Coach owner Tapestry cuts forecast, and shares dive

  • Tapestry blamed falling tourist spending and a slowing global economy for a cut in its forecast for full-year adjusted profit on Thursday.
  • The company formerly known as Coach reported disappointing holiday numbers and a fall in sales at Kate Spade handbags.
Victor Luis, CEO of Tapestry
Adam Jeffery | CNBC
Victor Luis, CEO of Tapestry

Handbag maker Tapestry cut its full-year profit forecast and reported its first quarterly earnings miss in at least two years, as its millennial-focused Kate Spade brand failed to impress shoppers with a lack of new designs.

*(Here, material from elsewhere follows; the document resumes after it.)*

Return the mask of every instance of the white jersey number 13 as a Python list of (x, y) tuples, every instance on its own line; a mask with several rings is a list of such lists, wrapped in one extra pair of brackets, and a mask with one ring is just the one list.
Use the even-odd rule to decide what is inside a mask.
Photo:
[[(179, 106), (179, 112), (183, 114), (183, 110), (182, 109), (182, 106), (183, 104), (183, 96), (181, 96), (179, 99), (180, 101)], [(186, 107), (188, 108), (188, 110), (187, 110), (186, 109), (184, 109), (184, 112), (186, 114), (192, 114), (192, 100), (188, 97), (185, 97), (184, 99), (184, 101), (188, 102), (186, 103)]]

Shares of Tapestry, which also blamed falling tourist spending and a slowing global economy for its lackluster performance, were last down 16.4 percent, their worst day in more than six years.

Kate Spade, the brand Tapestry bought over a year ago, did not have a special collection for the holidays and Chief Executive Officer Victor Luis blamed the 11 percent drop in the brand's comparable store sales to a "lack of newness".

"It did worse than we expected and I believe that was due to the whole market moving on and Kate Spade not having moved on as much," Luis told Reuters in an interview.

Kate Spade hired Nicola Glass, a Gucci and Michael Kors alumnus, as its creative director last year. Her first collection was showcased in September, but arrived in stores only this year after the key holiday months.

"That's the main reason. It was just the time required for us to develop newness with the new creative direction," the CEO said.

Like other retailer, Tapestry relies heavily on the holiday season as it makes up almost a third of its annual sales.

"They missed a very important quarter," said Jane Hali, chief executive officer of investment research firm Jane Hali & Associates. "It was promotional and the atmosphere in the stores hadn't changed."

Tourists crimp spending

New York-based Tapestry called out "uncertain" macroeconomy and geopolitical tensions for a drop in tourism, especially with Chinese tourists, whose thirst for Coach and Kate Spade handbags had been a reliable revenue driver for the company.

Chinese customers are instead buying Tapestry products at their local stores in China.

The company said on a conference call that it would continue to invest in the world's most populous country at a time when the Chinese government is pushing for higher domestic spending.

Tapestry now expects full-year adjusted earnings in a range of $2.55-$2.60 per share, down from its previous forecast of $2.75-$2.80.

Similarly, Michael Kors handbag maker Capri Holdings gave a disappointing full-year profit forecast, after its holiday collection also failed to impress.

Tapestry earned $1.07 per share in the second quarter, excluding certain one-time items, missing the average estimate of $1.11.

Global same-store sales at Coach stores rose just 1 percent, short of analysts' estimate of 1.7 percent.